Lunedì 20 Maggio 2019
Il 3 settembre l'inaugurazione. D'Agostino: 'Importante testimonianza della nostra terra'


Taormina. Riapre il Museo siciliano di Arti e Tradizioni popolari

29/08/2015 | CULTURA E SPETTACOLI

1504 Lettori unici | Commenti 1

L'ex chiesa di San Francesco di Paola

Sarà inaugurato giovedì 3 settembre, alle 19, il Museo siciliano di Arti e Tradizioni popolari di Taormina, allestito nella nuova location dell’ex chiesa San Francesco di Paola. Istituito nel 1997, rappresenta uno dei più significativi ed apprezzati musei etno-antropologici della provincia di Messina e dell'intera Sicilia. Inaugurato a Palazzo Corvaia nel dicembre del 1999, raccoglie oggi oltre 430 opere, tutte catalogate, che forniscono al visitatore una visione completa della produzione artigianale siciliana tra il 1600 ed il 1900. Una struttura permanente che espone reperti della cultura figurativa e dell’artigianato artistico dei siciliani. Scopo fondamentale del Museo è di recuperare e rendere fruibili al pubblico pezzi pregiati di artigianato artistico ed oggetti d’uso comune, arte pastorale, sculture lignee devozionali, arte sacra e profana, oggetti votivi, oggetti artistici anche in materiali preziosi, presepi, ceramiche, statuette antropomorfe e prosopomorfe, elaborati pezzi di carretto siciliano, filati, costumi e ricami. Il Museo siciliano di Arte e Tradizioni Popolari di Taormina raccoglie opere per la maggior parte provenienti dalla collezione dall’antiquario Giovanni Panarello, ma anche da alcuni collezionisti privati. Le opere museali sono suddivise 14 sezioni per area tematica. Dopo un iter che ha avuto inizio nell’anno 2002, la Collezione Panarello è stata acquisita dal Comune di Taormina nel 2006. Gli oggetti sono ritenuti di altissimo pregio artistico e storico tanto da indurre l’assessorato regionale e la Soprintendenza a dichiararli di interesse etno-antropologico e di sottoporre alcuni lotti sotto vincolo. Oggi la nuova location dell’ex chiesa San Francesco di Paola di fine XIV, dopo un accurato progetto approvato dalla Soprintendenza di Messina, accoglie l’intero museo e contribuisce con il suo ambiente, solenne e contemplativo, ad arricchire l’offerta culturale ai tanti turisti ma anche a tanti appassionati dell’arte.

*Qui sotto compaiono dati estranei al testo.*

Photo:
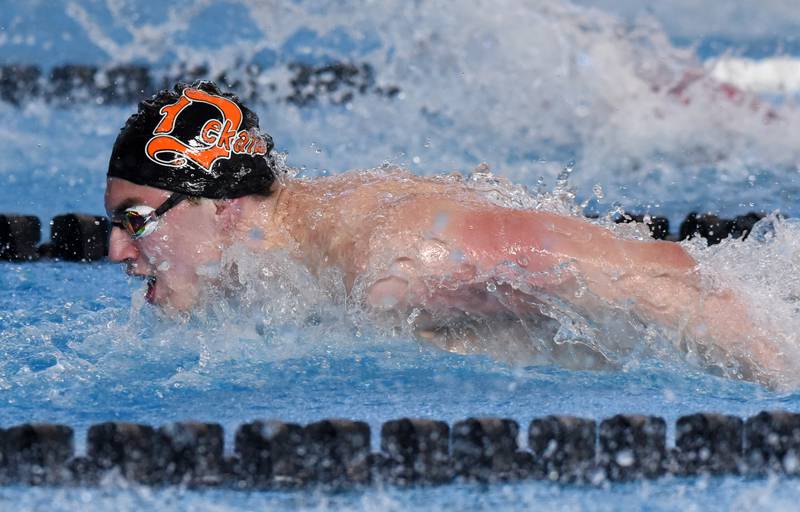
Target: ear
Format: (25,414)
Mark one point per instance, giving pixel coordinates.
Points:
(228,212)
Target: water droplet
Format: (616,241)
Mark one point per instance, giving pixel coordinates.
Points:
(624,458)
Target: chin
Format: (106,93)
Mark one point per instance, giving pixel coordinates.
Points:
(163,296)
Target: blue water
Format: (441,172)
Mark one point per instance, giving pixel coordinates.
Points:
(77,346)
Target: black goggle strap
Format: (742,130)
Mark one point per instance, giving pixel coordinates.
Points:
(171,201)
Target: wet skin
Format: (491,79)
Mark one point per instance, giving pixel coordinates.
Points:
(416,242)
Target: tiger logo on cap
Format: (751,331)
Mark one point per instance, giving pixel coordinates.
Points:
(218,139)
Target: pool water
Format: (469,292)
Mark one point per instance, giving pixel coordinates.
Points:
(527,89)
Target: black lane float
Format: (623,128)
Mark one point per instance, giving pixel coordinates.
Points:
(336,453)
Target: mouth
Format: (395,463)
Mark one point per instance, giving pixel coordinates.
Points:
(150,295)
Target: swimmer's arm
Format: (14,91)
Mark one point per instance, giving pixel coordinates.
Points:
(656,280)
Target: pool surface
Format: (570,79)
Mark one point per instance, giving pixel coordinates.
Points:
(529,88)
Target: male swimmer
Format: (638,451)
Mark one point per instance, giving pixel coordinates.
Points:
(191,175)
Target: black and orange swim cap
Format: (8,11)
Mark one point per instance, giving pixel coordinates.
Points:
(196,140)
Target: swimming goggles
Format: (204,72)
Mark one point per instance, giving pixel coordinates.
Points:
(142,220)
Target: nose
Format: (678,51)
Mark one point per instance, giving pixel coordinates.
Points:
(121,247)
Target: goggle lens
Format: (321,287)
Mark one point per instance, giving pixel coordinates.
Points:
(135,223)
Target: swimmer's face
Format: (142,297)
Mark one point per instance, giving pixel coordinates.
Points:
(188,236)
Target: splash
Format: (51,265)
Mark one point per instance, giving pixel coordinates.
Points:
(523,87)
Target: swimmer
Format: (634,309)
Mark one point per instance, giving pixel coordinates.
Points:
(191,175)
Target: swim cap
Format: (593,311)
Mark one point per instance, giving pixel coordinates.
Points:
(195,140)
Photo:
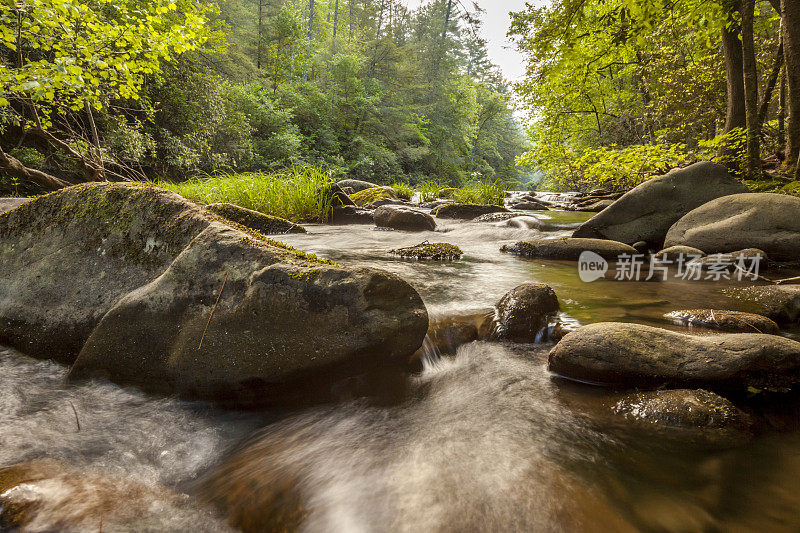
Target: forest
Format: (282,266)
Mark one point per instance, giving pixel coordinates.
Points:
(172,89)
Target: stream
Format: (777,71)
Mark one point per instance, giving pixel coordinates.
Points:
(484,440)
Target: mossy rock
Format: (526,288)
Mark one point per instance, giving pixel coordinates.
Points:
(436,251)
(266,224)
(138,285)
(373,194)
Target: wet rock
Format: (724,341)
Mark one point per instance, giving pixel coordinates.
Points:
(646,212)
(642,356)
(45,495)
(7,204)
(781,303)
(769,222)
(138,285)
(594,207)
(356,185)
(374,194)
(403,218)
(673,253)
(524,312)
(347,214)
(436,251)
(569,249)
(733,321)
(497,217)
(530,206)
(467,211)
(265,224)
(700,413)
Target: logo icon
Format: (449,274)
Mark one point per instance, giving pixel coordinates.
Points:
(591,266)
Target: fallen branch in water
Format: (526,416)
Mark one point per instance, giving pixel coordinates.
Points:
(212,310)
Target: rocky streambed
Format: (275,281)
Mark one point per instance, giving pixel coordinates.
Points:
(165,369)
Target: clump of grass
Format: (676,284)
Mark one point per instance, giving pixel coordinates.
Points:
(486,191)
(429,190)
(403,190)
(293,194)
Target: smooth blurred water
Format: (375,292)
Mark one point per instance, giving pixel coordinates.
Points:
(484,440)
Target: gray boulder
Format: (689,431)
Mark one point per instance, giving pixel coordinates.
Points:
(7,204)
(138,285)
(356,185)
(699,413)
(770,222)
(403,218)
(265,224)
(569,249)
(646,212)
(466,211)
(733,321)
(642,356)
(522,314)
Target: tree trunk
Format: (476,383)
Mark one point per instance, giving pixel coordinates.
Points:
(14,168)
(750,70)
(763,110)
(790,26)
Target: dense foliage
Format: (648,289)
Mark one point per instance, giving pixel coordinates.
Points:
(621,90)
(170,89)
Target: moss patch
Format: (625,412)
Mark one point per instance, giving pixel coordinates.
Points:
(436,251)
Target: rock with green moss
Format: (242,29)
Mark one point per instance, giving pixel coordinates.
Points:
(436,251)
(373,194)
(568,248)
(7,204)
(634,355)
(138,285)
(266,224)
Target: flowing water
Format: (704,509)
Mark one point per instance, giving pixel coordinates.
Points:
(484,440)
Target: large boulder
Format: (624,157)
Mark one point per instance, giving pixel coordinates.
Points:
(642,356)
(769,222)
(569,249)
(467,211)
(141,286)
(7,204)
(646,212)
(733,321)
(522,314)
(265,224)
(403,218)
(356,185)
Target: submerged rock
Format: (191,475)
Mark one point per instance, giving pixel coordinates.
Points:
(634,355)
(374,194)
(733,321)
(266,224)
(403,218)
(437,251)
(569,249)
(138,285)
(356,185)
(646,212)
(769,222)
(523,313)
(699,413)
(467,211)
(7,204)
(343,215)
(781,303)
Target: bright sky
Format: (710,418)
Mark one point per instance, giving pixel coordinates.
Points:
(495,25)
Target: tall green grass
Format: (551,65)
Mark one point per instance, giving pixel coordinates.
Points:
(292,194)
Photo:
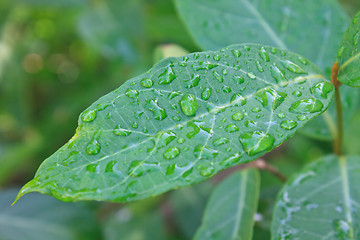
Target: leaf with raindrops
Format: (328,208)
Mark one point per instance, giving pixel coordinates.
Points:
(216,24)
(183,121)
(230,211)
(320,202)
(349,55)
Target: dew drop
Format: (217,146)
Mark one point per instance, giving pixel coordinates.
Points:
(292,66)
(218,76)
(270,97)
(133,94)
(188,105)
(303,60)
(172,95)
(236,52)
(159,112)
(288,124)
(238,116)
(302,117)
(231,128)
(277,74)
(206,93)
(239,79)
(251,75)
(207,171)
(235,158)
(205,152)
(237,98)
(259,67)
(343,229)
(193,81)
(309,105)
(88,115)
(146,82)
(264,54)
(171,153)
(256,142)
(167,76)
(297,93)
(226,89)
(217,57)
(220,141)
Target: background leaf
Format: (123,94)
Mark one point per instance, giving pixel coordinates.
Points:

“Il Museo Siciliano di Arte e Tradizioni Popolari rappresenta una importante testimonianza dell’arte e cultura della nostra terra - spiega l’assessore alla Cultura Mario D’Agostino –: è un progetto che parte da lontano e grazie alla fondamentale collaborazione tra Enti ed all’intenso lavoro degli uffici oggi diventa una realtà di grande interesse. Naturalmente, un ringraziamento particolare va agli eredi Panarello e a quanti hanno consentito che questo percorso diventasse un prezioso risultato per la nostra comunità”. 


COMMENTI

m. Rachele Fichera | il 14/09/2015 alle 12:33:01

fate aggiornare tutti i siti (che appaiono in cima alla lista) dove si dà ancora la sede ("permanente"!!) di Palazzo Corvaja. Mettete segnalazioni turistiche lungo il Corso e fate un sito proprio del Museo.